As unremarkable as it sounds, walking ticks all the boxes at the moment. It’s straightforward and doesn’t come with the logistics of booking pool slots or hunting down a working spin bike. It’s also refreshingly low-tech.
There’s no need to check splits or heart rate zones — unless I decide to get very enthusiastic about my step count.
For me, walking bridges the gap between total rest and active recovery. It’s a movement that encourages blood flow, supports muscle repair, and subtly reassures my nervous system that it doesn’t need to keep sounding the alarm.
It’s an uncomplicated way to stay in motion and keep my routine in check without asking too much from a body that’s decidedly still negotiating its terms of recovery.
So, as I crawl through my weeks of recover I hope to remind myself that:
Recovery isn’t linear: Even when the body feels fine, underlying fatigue — physical and systemic — can surface unexpectedly.
Comparison is inevitable but counterproductive: Watching others bounce back on Strava fuels envy and doubt but doesn’t reflect your personal recovery journey.
Typical recovery methods aren’t always enough: Sleep, nutrition, and rest might not fully address deeper fatigue, especially in the nervous system.

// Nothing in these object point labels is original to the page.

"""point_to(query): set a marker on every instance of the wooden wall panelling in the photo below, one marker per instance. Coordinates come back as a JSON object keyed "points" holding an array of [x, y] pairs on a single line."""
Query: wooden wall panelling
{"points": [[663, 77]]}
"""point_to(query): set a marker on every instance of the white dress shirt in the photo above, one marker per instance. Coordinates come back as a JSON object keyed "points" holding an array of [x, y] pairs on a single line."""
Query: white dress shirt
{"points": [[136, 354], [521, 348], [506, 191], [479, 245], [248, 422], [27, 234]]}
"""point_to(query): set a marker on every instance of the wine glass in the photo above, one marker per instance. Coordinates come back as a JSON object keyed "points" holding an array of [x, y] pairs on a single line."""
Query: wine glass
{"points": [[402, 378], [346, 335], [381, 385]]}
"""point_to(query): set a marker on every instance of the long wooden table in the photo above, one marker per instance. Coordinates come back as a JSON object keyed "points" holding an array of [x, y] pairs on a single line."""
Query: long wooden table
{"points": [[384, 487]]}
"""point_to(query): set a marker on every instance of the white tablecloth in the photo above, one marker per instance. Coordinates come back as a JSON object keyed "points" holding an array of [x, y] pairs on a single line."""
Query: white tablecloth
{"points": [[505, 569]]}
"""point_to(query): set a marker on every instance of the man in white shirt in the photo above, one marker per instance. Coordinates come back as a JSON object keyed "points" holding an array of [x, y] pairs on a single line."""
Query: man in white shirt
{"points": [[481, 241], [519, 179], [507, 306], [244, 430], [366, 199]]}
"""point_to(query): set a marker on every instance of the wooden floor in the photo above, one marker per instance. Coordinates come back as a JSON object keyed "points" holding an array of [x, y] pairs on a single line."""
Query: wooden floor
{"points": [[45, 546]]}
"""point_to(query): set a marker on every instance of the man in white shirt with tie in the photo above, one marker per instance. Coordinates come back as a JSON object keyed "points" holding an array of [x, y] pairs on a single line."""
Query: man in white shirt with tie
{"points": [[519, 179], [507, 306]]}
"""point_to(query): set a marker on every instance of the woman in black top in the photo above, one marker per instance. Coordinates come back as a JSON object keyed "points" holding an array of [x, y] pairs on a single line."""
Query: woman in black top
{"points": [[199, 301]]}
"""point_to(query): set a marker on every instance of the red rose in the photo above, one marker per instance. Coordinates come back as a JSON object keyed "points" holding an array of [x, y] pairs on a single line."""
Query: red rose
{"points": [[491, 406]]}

Low HRV is a red flag: Heart Rate Variability (HRV) is a crucial indicator of recovery, and low HRV points to stress overload in the autonomic nervous system.
Systemic fatigue is complex: Recovery isn’t just about resting muscles; it involves addressing the nervous system, mental stress, and overall balance.
Listen to your body: HRV and other feedback mechanisms are tools that will help you understand when to push and when to pull back.
Including walks into your routine can bridge the gap: Walking provides gentle movement that supports circulation and repair without taxing an already strained system.
Choose simplicity over complication: Accessible recovery methods like walking, removes the added stress of logistics and decision-making as we try to navigate our way to the nearest elliptical machine for cross-training.
Progress isn’t always measurable: I understand that recovery can often feel slow and invisible, but consistency — whether through walking or other light activity — still moves the needle forward.
Last, but not least, — Recovery is personal: Everyone’s journey is unique and what works for others might not work for you.